We can now look at predictions for a range of user, product pairs:

In [13]:
predictions.take(10)

[Rating(user=8, product=185544, rating=3.5499178936374144e-06),
 Rating(user=8, product=152288, rating=1.1140932904340358e-05),
 Rating(user=8, product=143464, rating=1.2945490545668097e-05),
 Rating(user=8, product=23776, rating=3.676099823410155e-05),
 Rating(user=8, product=155312, rating=1.923518143573988e-05),
 Rating(user=8, product=82512, rating=-2.2283889456646724e-06),
 Rating(user=8, product=170792, rating=-9.112801659288064e-09),
 Rating(user=8, product=103184, rating=4.111202468665078e-09),
 Rating(user=8, product=40888, rating=2.4160142131097027e-06),
 Rating(user=8, product=200376, rating=1.281169533897479e-05)]

We can use .takeOrdered to view the 20 highest rated items for that user. 

In [14]:
predictions.takeOrdered(20, lambda x: -x[2])

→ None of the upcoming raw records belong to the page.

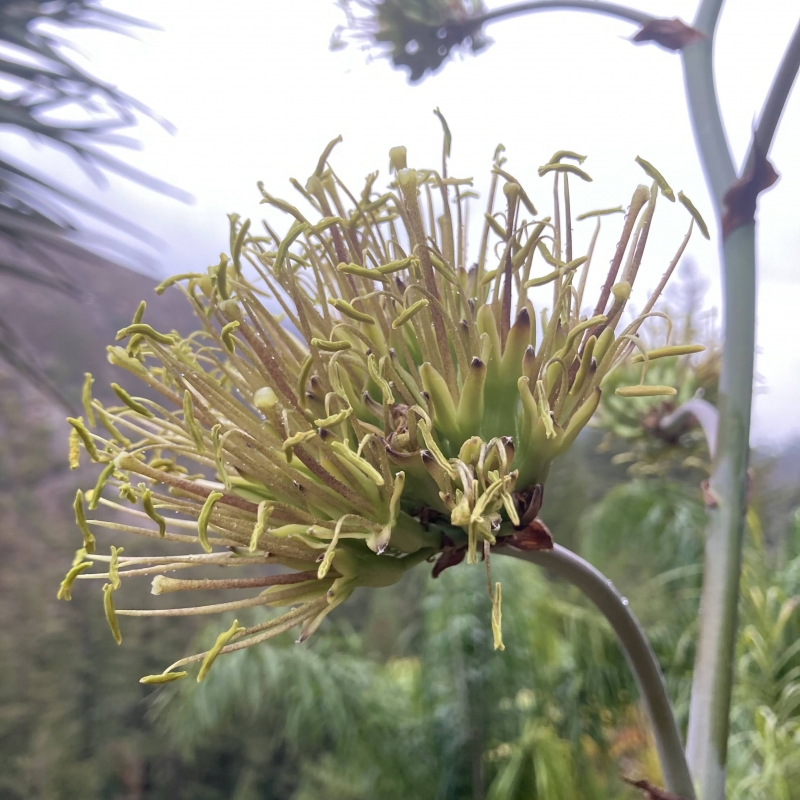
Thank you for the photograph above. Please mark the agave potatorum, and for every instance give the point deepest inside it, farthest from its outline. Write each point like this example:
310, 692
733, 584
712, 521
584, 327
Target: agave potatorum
404, 411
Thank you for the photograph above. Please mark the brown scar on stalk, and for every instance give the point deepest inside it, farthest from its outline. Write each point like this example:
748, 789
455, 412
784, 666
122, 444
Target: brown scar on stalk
672, 34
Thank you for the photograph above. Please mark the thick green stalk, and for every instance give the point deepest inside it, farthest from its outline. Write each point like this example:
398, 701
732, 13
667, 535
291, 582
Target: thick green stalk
707, 739
638, 652
709, 718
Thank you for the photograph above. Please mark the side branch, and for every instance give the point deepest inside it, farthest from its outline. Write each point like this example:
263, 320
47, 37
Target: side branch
638, 652
597, 6
776, 99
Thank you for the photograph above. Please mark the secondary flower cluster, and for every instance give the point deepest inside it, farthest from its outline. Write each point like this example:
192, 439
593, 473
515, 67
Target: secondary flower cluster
358, 398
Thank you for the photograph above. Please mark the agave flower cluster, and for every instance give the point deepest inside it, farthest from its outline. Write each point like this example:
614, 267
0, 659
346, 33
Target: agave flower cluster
358, 397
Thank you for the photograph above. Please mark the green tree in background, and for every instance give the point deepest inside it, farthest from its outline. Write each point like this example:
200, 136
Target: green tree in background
49, 100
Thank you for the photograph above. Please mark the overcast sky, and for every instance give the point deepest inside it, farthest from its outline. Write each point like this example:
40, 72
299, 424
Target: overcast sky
255, 94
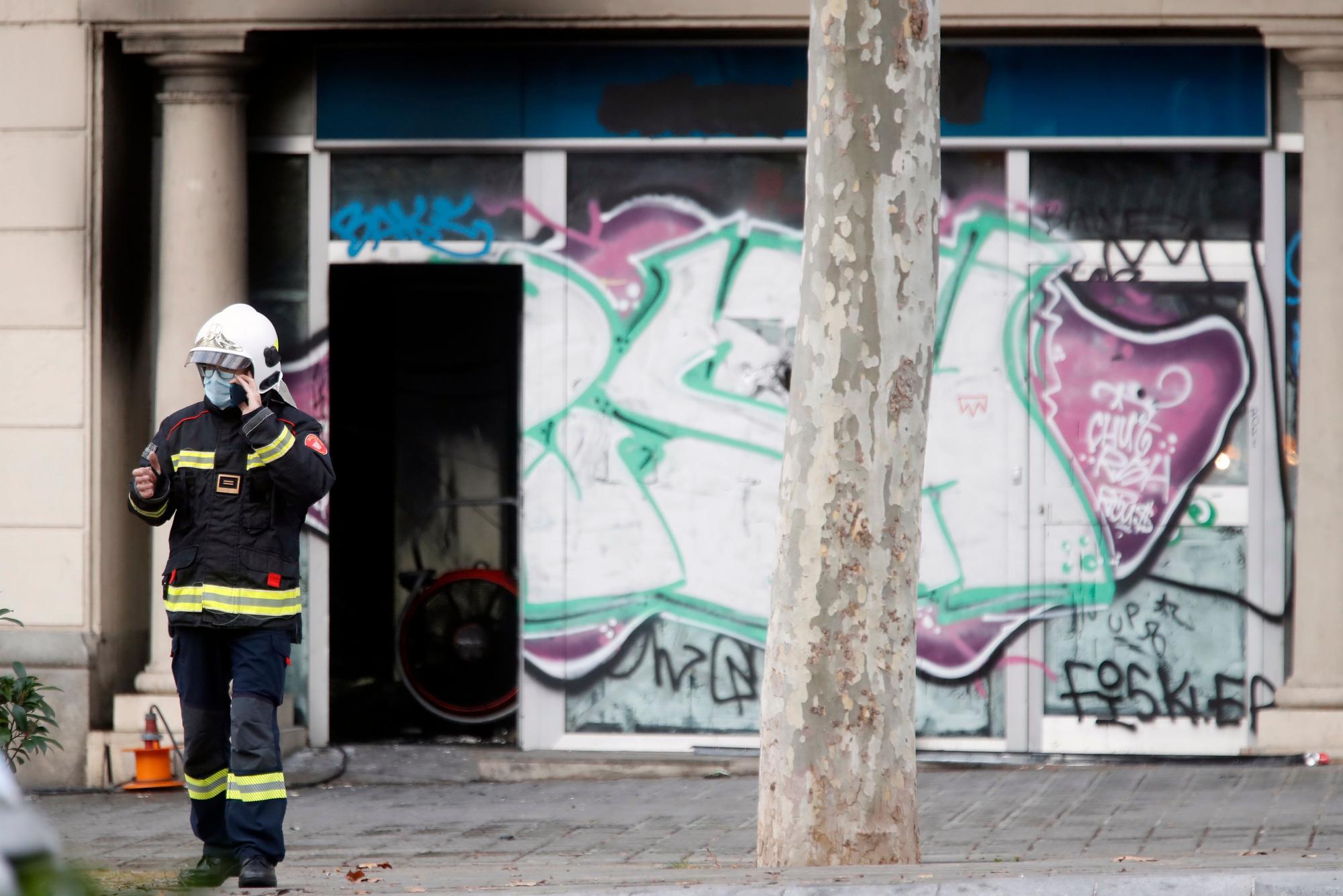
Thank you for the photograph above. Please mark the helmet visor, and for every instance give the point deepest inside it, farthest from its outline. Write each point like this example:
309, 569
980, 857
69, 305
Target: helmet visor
222, 360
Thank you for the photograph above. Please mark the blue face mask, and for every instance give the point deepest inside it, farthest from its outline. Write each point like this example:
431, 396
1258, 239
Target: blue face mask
221, 389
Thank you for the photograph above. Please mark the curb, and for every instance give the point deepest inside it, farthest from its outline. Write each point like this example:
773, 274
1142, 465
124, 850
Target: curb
1315, 883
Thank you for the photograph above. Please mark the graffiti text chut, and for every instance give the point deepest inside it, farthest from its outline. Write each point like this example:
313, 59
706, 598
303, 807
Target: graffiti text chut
429, 223
734, 667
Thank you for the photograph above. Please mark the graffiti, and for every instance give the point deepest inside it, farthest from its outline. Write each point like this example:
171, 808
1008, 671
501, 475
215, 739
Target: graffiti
1140, 413
310, 383
710, 678
429, 223
731, 664
1113, 687
694, 314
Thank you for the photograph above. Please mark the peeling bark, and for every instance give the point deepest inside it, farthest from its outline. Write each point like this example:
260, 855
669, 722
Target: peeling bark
837, 730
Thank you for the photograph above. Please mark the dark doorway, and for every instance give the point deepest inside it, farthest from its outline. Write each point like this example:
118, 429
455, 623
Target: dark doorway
425, 379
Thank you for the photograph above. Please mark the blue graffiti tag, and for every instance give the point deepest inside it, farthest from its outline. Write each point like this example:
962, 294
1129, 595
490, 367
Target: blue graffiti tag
1294, 252
426, 223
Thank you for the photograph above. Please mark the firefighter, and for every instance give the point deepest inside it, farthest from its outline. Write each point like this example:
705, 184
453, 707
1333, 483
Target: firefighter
236, 474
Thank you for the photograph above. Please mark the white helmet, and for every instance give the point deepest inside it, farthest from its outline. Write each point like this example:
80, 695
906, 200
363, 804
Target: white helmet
240, 337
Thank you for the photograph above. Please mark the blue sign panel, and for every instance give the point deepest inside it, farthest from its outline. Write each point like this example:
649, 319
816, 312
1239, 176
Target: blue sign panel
549, 91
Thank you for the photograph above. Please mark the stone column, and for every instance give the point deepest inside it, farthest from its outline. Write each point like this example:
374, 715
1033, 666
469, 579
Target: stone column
1310, 705
202, 248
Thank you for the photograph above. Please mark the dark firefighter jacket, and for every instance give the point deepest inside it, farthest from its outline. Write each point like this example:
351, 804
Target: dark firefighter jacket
237, 489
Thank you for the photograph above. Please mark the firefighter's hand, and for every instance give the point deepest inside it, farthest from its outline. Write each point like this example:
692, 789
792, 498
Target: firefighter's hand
249, 384
147, 477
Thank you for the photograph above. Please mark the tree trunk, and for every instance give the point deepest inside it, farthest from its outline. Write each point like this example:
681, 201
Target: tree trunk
837, 734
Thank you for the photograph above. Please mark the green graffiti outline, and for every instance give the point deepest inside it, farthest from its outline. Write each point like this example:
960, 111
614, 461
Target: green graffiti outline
648, 436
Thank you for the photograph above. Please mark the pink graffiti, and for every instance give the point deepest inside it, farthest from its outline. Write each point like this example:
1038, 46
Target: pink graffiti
1141, 413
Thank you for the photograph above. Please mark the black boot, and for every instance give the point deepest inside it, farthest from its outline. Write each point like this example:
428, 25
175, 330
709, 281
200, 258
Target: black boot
212, 871
257, 873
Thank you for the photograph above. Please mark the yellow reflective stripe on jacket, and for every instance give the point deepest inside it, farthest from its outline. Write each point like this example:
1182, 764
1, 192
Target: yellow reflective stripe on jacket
252, 601
276, 450
257, 788
194, 460
207, 788
150, 514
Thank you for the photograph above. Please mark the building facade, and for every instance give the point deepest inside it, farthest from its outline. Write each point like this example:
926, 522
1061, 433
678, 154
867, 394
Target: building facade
537, 267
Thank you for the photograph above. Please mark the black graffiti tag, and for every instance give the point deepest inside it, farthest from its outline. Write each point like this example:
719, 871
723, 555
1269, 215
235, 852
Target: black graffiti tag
1231, 703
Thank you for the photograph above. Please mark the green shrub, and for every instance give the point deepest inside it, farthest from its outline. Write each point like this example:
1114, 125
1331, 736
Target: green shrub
26, 718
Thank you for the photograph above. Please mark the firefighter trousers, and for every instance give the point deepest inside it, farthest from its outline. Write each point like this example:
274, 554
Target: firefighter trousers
233, 762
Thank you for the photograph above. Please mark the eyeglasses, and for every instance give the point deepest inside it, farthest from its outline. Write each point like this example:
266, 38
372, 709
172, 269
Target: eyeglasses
228, 376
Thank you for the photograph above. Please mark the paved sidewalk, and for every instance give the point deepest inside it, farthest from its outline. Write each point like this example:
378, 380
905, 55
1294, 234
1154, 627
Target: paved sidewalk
1183, 828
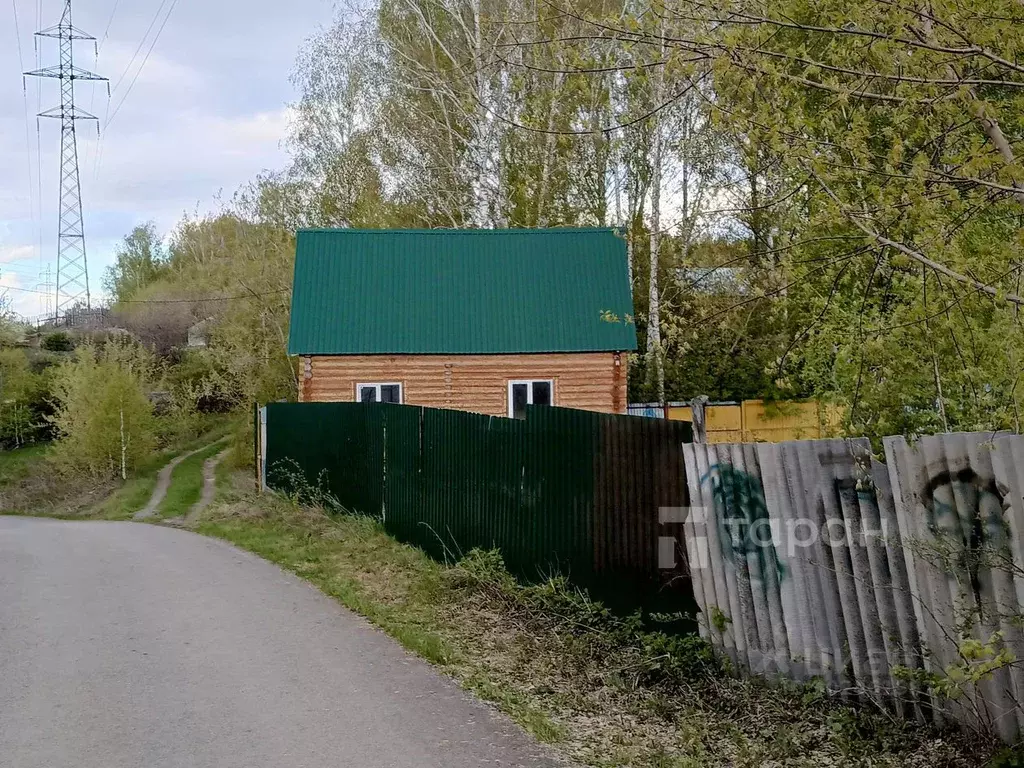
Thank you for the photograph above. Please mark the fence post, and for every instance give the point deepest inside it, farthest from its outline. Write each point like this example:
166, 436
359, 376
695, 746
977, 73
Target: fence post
698, 414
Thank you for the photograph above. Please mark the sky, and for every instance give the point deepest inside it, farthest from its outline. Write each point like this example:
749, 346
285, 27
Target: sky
184, 127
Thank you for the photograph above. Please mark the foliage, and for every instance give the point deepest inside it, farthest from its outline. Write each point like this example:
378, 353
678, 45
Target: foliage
139, 260
24, 404
542, 655
58, 341
102, 417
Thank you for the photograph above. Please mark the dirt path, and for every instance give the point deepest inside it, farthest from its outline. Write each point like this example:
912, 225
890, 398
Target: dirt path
164, 482
209, 486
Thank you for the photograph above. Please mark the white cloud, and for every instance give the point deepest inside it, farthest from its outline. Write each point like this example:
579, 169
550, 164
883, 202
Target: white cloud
17, 253
206, 115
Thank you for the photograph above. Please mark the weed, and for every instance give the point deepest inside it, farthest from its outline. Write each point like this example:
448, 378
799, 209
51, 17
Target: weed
606, 690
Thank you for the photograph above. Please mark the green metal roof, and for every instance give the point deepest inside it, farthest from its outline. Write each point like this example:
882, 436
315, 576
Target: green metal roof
460, 292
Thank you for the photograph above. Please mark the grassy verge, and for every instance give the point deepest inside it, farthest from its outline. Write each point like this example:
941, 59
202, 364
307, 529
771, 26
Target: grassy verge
186, 483
604, 691
30, 485
15, 465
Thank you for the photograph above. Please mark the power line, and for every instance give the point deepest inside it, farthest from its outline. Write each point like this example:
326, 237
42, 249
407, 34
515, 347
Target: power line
107, 32
28, 123
108, 117
174, 301
140, 44
144, 60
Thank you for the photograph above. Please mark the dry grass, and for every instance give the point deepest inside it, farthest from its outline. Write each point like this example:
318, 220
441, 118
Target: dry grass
603, 692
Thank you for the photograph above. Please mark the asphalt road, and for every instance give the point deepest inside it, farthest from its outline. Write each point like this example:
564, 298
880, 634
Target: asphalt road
126, 645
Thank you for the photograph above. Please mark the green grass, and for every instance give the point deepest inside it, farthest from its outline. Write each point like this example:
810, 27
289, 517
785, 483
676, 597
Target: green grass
30, 485
564, 678
186, 483
14, 465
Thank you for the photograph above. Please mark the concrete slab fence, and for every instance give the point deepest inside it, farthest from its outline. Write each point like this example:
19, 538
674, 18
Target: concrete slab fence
898, 582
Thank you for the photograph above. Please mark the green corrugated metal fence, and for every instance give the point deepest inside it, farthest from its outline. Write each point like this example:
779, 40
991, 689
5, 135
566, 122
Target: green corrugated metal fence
562, 491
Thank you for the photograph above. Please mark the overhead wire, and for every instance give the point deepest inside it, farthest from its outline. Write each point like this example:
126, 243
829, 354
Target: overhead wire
28, 121
108, 117
144, 60
176, 301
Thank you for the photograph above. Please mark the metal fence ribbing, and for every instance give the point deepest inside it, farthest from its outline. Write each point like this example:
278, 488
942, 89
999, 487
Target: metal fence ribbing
563, 491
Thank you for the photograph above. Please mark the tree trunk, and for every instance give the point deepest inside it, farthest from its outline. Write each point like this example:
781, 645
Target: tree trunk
654, 357
124, 444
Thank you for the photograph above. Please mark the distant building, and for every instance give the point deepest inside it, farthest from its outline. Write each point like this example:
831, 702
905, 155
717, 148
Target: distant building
715, 281
481, 321
199, 336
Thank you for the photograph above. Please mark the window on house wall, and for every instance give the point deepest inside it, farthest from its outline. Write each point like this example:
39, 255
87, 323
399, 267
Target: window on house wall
522, 393
378, 392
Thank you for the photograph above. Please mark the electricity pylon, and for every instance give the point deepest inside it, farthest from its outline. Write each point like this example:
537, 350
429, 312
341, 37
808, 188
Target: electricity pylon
73, 268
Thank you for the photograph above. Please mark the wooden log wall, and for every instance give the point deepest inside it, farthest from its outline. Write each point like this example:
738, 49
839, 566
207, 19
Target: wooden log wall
590, 381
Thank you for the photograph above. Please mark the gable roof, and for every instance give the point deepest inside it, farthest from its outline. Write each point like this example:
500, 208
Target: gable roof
460, 292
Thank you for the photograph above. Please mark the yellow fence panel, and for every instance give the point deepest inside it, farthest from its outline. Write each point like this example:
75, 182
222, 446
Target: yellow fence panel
757, 421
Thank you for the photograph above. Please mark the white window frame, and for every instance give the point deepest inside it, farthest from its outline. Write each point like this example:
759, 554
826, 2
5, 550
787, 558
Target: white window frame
377, 386
529, 392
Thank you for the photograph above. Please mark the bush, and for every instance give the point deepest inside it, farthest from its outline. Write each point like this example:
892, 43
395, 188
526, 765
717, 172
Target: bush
102, 417
58, 342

[Rating(user=8, product=218987, rating=0.006400773040138297),
 Rating(user=8, product=37124, rating=0.004201500598023086),
 Rating(user=8, product=226501, rating=0.003013403659823166),
 Rating(user=8, product=222388, rating=0.0019098079964174936),
 Rating(user=8, product=224398, rating=0.001893200744164136),
 Rating(user=8, product=135249, rating=0.0018104361395196718),
 Rating(user=8, product=158268, rating=0.0017122310913895078),
 Rating(user=8, product=115200, rating=0.0015320753848580505),
 Rating(user=8, product=126542, rating=0.0015233736116273327),
 Rating(user=8, product=153367, rating=0.001396647908855291),
 Rating(user=8, product=104641, rating=0.0013685284571707751),
 Rating(user=8, product=56184, rating=0.0012524267983160201),
 Rating(user=8, product=61040, rating=0.0012331378504750984),
 Rating(user=8, product=215022, rating=0.0011415533435755764),
 Rating(user=8, product=170112, rating=0.0011322398700266108),
 Rating(user=8, product=194437, rating=0.0011117130375315337),


The .recommendProducts function allows us to view predicted ratings for specific user, item pairs. 

In [15]:
model.recommendProducts(8,10)

[Rating(user=8, product=218987, rating=0.006400773040138297),
 Rating(user=8, product=37124, rating=0.004201500598023086),
 Rating(user=8, product=226501, rating=0.003013403659823166),
 Rating(user=8, product=222388, rating=0.0019098079964174936),
 Rating(user=8, product=224398, rating=0.001893200744164136),
 Rating(user=8, product=135249, rating=0.0018104361395196718),
 Rating(user=8, product=158268, rating=0.0017122310913895078),
 Rating(user=8, product=115200, rating=0.0015320753848580505),
 Rating(user=8, product=126542, rating=0.0015233736116273327),
 Rating(user=8, product=153367, rating=0.001396647908855291)]

### Conclusion 
In this notebook we saw how to build a basic implicit ALS model in Spark. However, the data used was fairly plain, with "0"s being used for all implicit interactions. Furtherwork should consider a dataset more suited to implicit ALS.